As far as Darcy was concerned, he was finished conversing with Harry for
the evening. He turned to go.

"Do what thou wilt."

Darcy jerked round, stunned by the utterance. He blinked at Mr. Dashwood.
"What did you say?"

Harry sprawled in his seat as if he hadn't a care in the world. He
rolled the stem of his empty glass between his fingers, watching the last few
drops of wine swirl in response. "Do what thou wilt."

Their gazes locked. Darcy read in Mr. Dash wood's eyes a hardness that
hadn't been there before. At least, not before the gathering in Pall Mall.
There was no mistaking him now, no need to give him any benefit of the doubt
concerning his recent activities because he himself had just removed all doubt.
Harry had indeed hosted a meeting of the old Hell-Fire Club. The only question
that remained was why.

"Did you learn that motto from your new friends?

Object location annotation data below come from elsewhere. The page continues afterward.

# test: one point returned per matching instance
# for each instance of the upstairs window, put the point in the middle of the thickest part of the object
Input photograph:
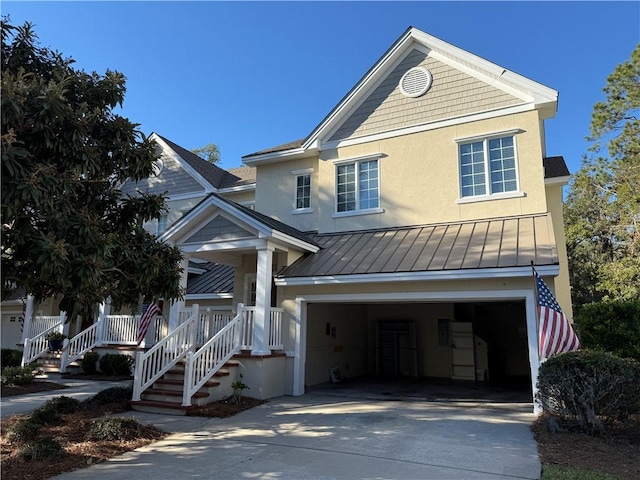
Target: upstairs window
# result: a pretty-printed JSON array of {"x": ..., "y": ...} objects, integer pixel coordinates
[
  {"x": 162, "y": 224},
  {"x": 357, "y": 186},
  {"x": 488, "y": 167},
  {"x": 303, "y": 191}
]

The ones who
called upon you the night before last?"

He laughed hollowly. "I would call them old friends."

"Yes, very old," Darcy agreed. "Old enough to have been
Sir Francis's cohorts - members of his Hell-Fire Club."

"You mean the Monks of Medmenham." A sardonic smile twisted
Mr. Dashwood's lips. "You surprise me, Mr. Darcy. I did not credit you
with such penetration. But what does an upstanding gentleman like you know
about the Friars of Saint Francis?"

"Enough to know that you flirt with danger if you seek to rekindle
those fires." Darcy leaned toward him, resting his hands on the table. "What
are you about, Mr. Dashwood? What
attraction could that immoral organization hold
for you, that you would jeopardize your reputation and honor to experiment with
it? Those men you welcomed into your home are honorless scoundrels."

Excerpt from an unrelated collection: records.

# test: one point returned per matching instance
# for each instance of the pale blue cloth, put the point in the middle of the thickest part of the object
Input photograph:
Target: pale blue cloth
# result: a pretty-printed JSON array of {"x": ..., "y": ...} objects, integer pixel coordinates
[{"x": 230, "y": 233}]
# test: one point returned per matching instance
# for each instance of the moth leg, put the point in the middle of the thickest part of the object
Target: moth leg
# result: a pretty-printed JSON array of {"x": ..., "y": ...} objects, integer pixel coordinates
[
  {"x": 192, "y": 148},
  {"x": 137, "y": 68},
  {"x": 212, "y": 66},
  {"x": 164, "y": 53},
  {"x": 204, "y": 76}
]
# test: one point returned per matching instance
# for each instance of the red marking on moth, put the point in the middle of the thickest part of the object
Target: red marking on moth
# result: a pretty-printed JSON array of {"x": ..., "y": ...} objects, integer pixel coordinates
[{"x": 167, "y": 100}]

"They are men who know how to live. Not stiff-rumped pansies afraid
of their own desires, who never act or speak but in deference to what might
cause offense to their equally prudish acquaintances. Cowards who let 'I dare
not' wait upon 'I would.'"

Such as himself? The insinuation was obvious.

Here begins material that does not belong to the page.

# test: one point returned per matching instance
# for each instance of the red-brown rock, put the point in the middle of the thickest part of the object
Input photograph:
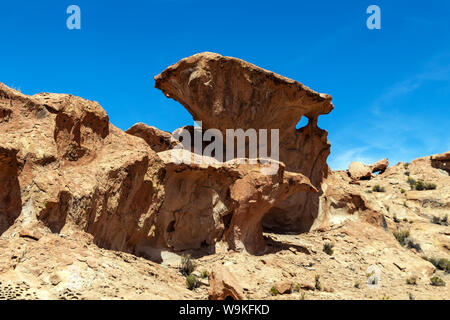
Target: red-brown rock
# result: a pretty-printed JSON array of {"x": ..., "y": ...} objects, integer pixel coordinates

Recognizing Dashwood's final words as an allusion to
Macbeth,
Darcy
responded in kind. "'I dare do all that may become a man; who dares do
more is none.'"

He was not about to sit in his dining room engaging in literary ripostes
with an intoxicated fool. But he also was not yet prepared to abandon his
attempt to redirect Harry's misguided steps - if not for Mr. Dashwood's sake,
for Kitty's. With effort, he reined in his growing anger.

"Mr. Dashwood - Harry - trust me. You do not understand what you
are getting yourself into by associating with - "

"Mr. Darcy, it is you who do not understand. You think yourself so
wise in the ways of the world. But I have done more and seen more than you ever
will; I have tried things you haven't the courage to imagine. I have not solicited
your advice, nor do I need it."

Darcy clenched his fists in frustration. The confidence of one-and-twenty!
Would that every young man entering his majority truly possessed the wisdom he
thought he did. Unfortunately, it was apparent that only hard experience could
teach Harry what he needed to learn. The best Darcy could hope for was to save
Kitty from the carriage wreck Mr. Dashwood seemed intent on making of his life.

"I thought you a better man than this, Mr. Dashwood. I thought you
a gentleman. But if you persist in clandestine
proceedings
and unpardonable public behavior, I shall have no choice but to dissuade Miss
Bennet from allying her future with yours."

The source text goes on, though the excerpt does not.